We have been in Malatya exactly one week
although in some ways it feels much longer.
After figuring out the basics (how to take the bus, how to say hello and
thank you and other basic Turkish phrases that we still aren’t sure we are
saying correctly) there have been subtle differences and I can’t help but
compare Malatya to other places that I have lived. One of the main things is the mosque. In Indonesia, the mosques went off at 4:00am,
12:00pm, 3:00pm, 6pm, and 7pm, although they would occasionally last for a
whole hour or sometimes longer depending on the day and prerogative of the
emam. In Malatya, they tend to go off an
hour later than the ones in Jakarta (which I am assuming has something to do
with the sun, but my knowledge of Islam is still lacking). Also, due to the colouring of Turks, Joe and
I stand out a lot less than we did in Indonesia, which means no one yells at
us, no one stares at us, and other than our eye colours and the fact that we
don’t speak Turkish, it is hard to differentiate us.
This has been a
bit tricky as we don’t immediately stand out as foreigners, but the store
keepers have been very friendly with our lack of language ability, generally
laughing or smiling and aiding us in whatever way they can to help us get our
point across. We have braved a couple of
cafes, but typically end up ordering donairs or the like because it is the
easiest thing to explain to the staff.
The other main difference (for me) is the amount of people that are out
and about in the streets.
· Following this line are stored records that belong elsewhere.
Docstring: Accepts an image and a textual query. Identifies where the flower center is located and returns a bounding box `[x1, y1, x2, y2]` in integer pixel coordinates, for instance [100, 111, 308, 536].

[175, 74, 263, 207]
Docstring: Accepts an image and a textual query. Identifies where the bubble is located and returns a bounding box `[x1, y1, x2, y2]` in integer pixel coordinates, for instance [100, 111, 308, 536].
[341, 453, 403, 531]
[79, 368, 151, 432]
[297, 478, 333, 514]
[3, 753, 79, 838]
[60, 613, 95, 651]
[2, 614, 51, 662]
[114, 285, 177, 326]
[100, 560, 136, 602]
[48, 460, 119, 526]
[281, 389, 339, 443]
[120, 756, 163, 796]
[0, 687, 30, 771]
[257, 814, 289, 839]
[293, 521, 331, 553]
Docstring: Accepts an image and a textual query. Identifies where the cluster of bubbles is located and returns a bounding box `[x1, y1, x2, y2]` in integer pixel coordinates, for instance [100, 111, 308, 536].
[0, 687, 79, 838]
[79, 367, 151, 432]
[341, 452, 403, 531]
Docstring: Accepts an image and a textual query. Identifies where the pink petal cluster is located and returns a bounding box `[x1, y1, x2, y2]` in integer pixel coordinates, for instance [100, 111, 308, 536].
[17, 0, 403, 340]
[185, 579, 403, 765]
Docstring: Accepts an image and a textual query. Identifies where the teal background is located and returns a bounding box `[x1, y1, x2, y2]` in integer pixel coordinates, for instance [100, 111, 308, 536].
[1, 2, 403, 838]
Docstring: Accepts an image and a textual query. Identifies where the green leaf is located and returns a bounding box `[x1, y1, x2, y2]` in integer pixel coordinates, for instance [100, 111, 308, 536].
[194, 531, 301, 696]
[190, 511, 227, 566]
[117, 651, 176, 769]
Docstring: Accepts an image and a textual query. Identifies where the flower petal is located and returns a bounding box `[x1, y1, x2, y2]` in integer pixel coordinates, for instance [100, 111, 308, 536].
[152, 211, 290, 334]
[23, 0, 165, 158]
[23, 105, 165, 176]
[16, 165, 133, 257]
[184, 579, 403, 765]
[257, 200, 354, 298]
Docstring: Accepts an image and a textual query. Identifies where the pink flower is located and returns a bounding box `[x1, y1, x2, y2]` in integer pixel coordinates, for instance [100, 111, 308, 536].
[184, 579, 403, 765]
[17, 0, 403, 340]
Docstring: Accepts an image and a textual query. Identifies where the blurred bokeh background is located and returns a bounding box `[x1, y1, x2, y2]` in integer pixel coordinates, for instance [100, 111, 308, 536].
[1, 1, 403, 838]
They are
packed with people at all hours of day, walking, shopping and enjoying the
fresh air. It is a marvelous change that
allows you to feel more a part of the culture just simply by being in it. Malatya (like everywhere in Turkey) is an old
city, although the city that we are living in has only been around since
1838. Historically the city was a major
producer of opium, although nowadays it is known throughout Turkey for its
apricot production.
Stray
animals howl at night (reminding me of the dogs in Albania) and the roosters
crow not just at dawn, making them considerably more irritating than the mosque
and we look out the window at the yards trying to figure out where they are
situated and if it would be possible to throttle them without the owners
realizing- a feat I doubt we will attempt but is fun to fantasize over
nonetheless. Day to day life moves at a
steady yet enjoyable pace thus far, and although the days can be uncomfortably
hot, the evenings generate a blustering breeze that makes the temperature very
enjoyable. We have yet to meet the
neighbours, but a plethora of children play outside in the evenings, and I am
on smile and nod terms with the produce man downstairs and the lovely woman who
works the beer and wine section of the grocery store: both important people and
I am very pleased with that progress.
In
the apartment we still have things to sort out: the lack of internet is
becoming a real pain in the rear end, as the internet at the school is too
bogged down to successfully Skype or research or merely browse the web, but
hopefully our residency permits will be here soon and we will be able to fix
that. Having successfully navigated the
Turkish washing machine and gotten a kettle, things are getting easier. The school is going to have our area rugs
washed, and I still have to brave cleaning the oven- baby steps. I have only really been cooking breakfast
anyways so I am in no rush.
Food
is delicious and monotonous. If you
don’t like onions, tomatoes or bread you would have big problems in this
city. Fortunately, I enjoy all these
things, but my palate is used to a veritable smorgus board of culinary
delights, and I do not see that being fulfilled in Turkey. Naturally I have taken into consideration
that my Turkish cuisine vocab is still lacking and that a wider option may be
available in a few weeks, but at the moment it is definitely a comparison of
the different types of donairs and whether or not there is too much parsley, or
the bread is too chewy or the likes. I
will have to do some digging in the spice department and see how creative I can
be with onions, tomatoes, cucumber, peppers and eggplant: the total sum of
vegetables I have at my disposal in the shops.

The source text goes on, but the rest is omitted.